I have a set of RNA seq data with replicates of 2 for each condition. The library sizes range from 16970950 to 36720407 (shown below).
> DGEList$samples
group lib.size norm.factors
A1 A 31271688 1
A2 A 36720407 1
B1 B 16970950 1
B2 B 23655334 1
When doing the differential gene expression analysis using edgeR, I set different filtering criteria using CPM to filter the data.
One is " keep <- rowSums(cpm(y)>0.01) >= 2". I got about 6000 DE genes, 3000 up-regulated genes and 3000 down-regulated genes.
Another is "keep <- rowSums(cpm(y)>1) >= 2". I got about 7000 DE genes, 2000 up-regulated genes and 5000 down-regulated genes. Other parameters are all the same.

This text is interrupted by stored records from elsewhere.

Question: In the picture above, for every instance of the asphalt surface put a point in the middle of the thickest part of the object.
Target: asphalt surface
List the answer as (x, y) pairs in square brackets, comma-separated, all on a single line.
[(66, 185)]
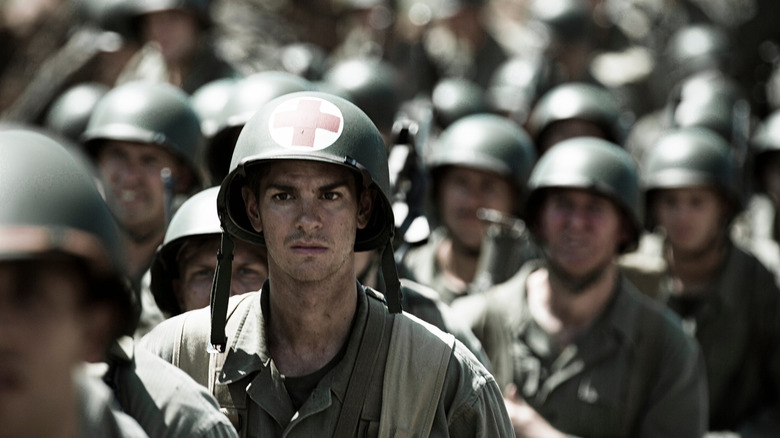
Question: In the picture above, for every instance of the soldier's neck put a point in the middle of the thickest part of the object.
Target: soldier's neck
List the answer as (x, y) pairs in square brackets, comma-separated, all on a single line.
[(307, 325)]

With both criteria, the marker genes we are sure to be differentially expressed are all differentially expressed. It seems both criteria are good according to our marker genes.
Why the filtering criteria have so much influence on the number of differentially expressed genes?
What is a better value to filter the RNA-seq count data with count-per-million (CPM) in edgeR?
What factors should be taken into consideration when we choose the filtering criteria?
If you search this help forum, you'll find lots of advice on how to filter RNA-seq data. There's no one threshold that's guaranteed to work for all data sets.
In the workflow of edgeR I found it used "keep <- rowSums(cpm(y)>0.5) >= 2". It said "As a rule of thumb, we require that a gene have a count of at least 10–15 in at least some libraries before it is considered to be expressed in the study." Its library size is a little smaller than mine. So it means I can use a value smaller than 0.5? Is the greater criterion I choose the better results I can get?
I don't understand why the filtering criterion can have so much influence on the DE results.